An especially interesting contretemps in economics has been resolved with a trade of sorts that promises gains in two places.
It was just two years ago that Narayana Kocherlakota, president of the Federal Reserve Bank of Minneapolis, fired two researchers and demoted a third, Kei-Mu Yi, head of his research department. He also cancelled visiting arrangements with two prominent University of Chicago economists, Robert Lucas and Nancy Stokey.
All were associated with an esoteric macroeconomic research tradition known as “real,” or technology-driven, business cycle theory that has been pioneered by economists associated with the University of Minnesota and the bank. RBC theory, which holds that business cycles are natural and mostly unavoidable responses to new inventions, is widely thought to have offered little guidance to the financial crisis of 2007-09 and its aftermath.
Six months after the firings and demotion, Kocherlakota hired back as consultants Patrick Kehoe and Ellen McGrattan, the two who had left (though they had retreated no farther than to the University of Minnesota a mile or so away, where both are professors of economics).
Six months after that, the regional bank’s board appeared to fire Kocherlakota himself – or at least accepted with equanimity his announcement that he would not seek to renew his contract when it expired at the end of 2015.
Last June, the University of Rochester announced that Kocherlakota, 52, would become the first Lionel McKenzie Professor of Economics, in January 2016.
And last week the Minneapolis Fed announced that it had hired Neel Kashkari, 42, as its new president. A onetime aeronautical engineer, Kashkari retooled as a MBA at the Wharton School of the University of Pennsylvania before joining Goldman Sachs in San Francisco as a banker.
He is best known for his time as an aide to Treasury Secretary Henry Paulson during the financial crisis. Assigned in the wake of the forced merger of Bear Sterns in March 2008 to write a “break the glass” plan for use in the event of the failure of another firm, Kashkari produced a memo that, given his boss’s commitment to private efforts to defuse the subprime mortgage problem, turned out to have little relevance until the actual event.

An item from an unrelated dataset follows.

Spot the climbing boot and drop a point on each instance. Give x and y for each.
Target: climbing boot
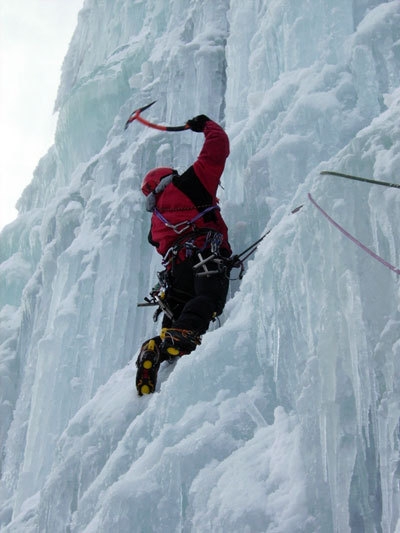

Kashkari nevertheless helped fashion the Troubled Asset Relief Program into a bank-recapitalization plan, and stayed on for six months to serve as its administrator, disbursing $430 billion in loans and eventually recovering $442 billion from them. In 2009, Kashkari joined the Pacific Investment Management Company, or PIMCO, and, in 2014, was Republican nominee for governor of California, finishing just under nineteen points behind the incumbent democrat Jerry Brown.
Who exactly does the choosing? The search committee was led by bank directors MayKao Hang, president of the Amherst Wilder Foundation, and Randall Hogan, chairman of Pentair, a large conglomerate. They are in turn responsive to the sentiments of the broad banking and business communities within the Fed’s ninth district, which includes Minnesota, Montana, North and South Dakota, northwestern Wisconsin, and the Upper Peninsula of Michigan. Minneapolis is the hub: two of the four firms that dominate global trade in agricultural commodities have their roots there: Cargill and Archer-Daniels-Midland.
Kashkari’s appointment to the Minnesota bank caused wry smiles in New York. ”[I]f the Minneapolis Fed felt the need to maintain conservation of NK, they could have chosen to replace Narayana Kocherlakota with a New Keynesian,” wrote New York Times columnist Paul Krugman, a strong Kocherlakota supporter, on his blog. In fact the effect would seem to be just the other way around.
Since the1970s, the Minnesota Fed, one of twelve regional banks in the Federal Reserve System, has been a potent generator of new policy ideas, thanks to its close association with the economics department at the University of Minnesota, first the rational expectations movement, then the real business cycles vogue.
Kocherlakota, with his 1987 PhD from the University of Chicago, was expected to lead the bank into a new area, known as dynamic public finance – an attempt by economists to come to grips with the more airy speculations of supply-side economics.
By 2012, Kocherlakota had, as a member of the Fed’s policy-making Open Market Committee, experienced what Binyamin Appelbaum of The New York Times aptly termed a battlefield conversion with respect to monetary policy. Formerly viewed as an inflation hawk, he became an enthusiastic supporter of the doctrine known as quantitative easing and the economy failed to recover as quickly as often in the past.
Receiving what seemed to be little useful advice from his bank’s interest rate forecasters, Kocherlakota decided to go to war with them, in the words of Stephen Williamson, a research associate at the St. Louis Fed, who blogged about the incident. Nobel laureate Edward Prescott, of Arizona State University, who introduced real business cycle theory while a professor at the University of Minnesota, called the dismissals “crazy.” In short order the affair was hushed up. Kocherlakota’s decision to leave soon followed.
Kocherlakota, one of the most talented economists of his generation, will now be able to test the old adage that only a theory can replace another. Kashkari, no economist but a dynamic executive possessed of strong free market convictions, presumably will seek to restore to Minneapolis the relevance to contemporary policy it has lost. The careers of both men bear watching.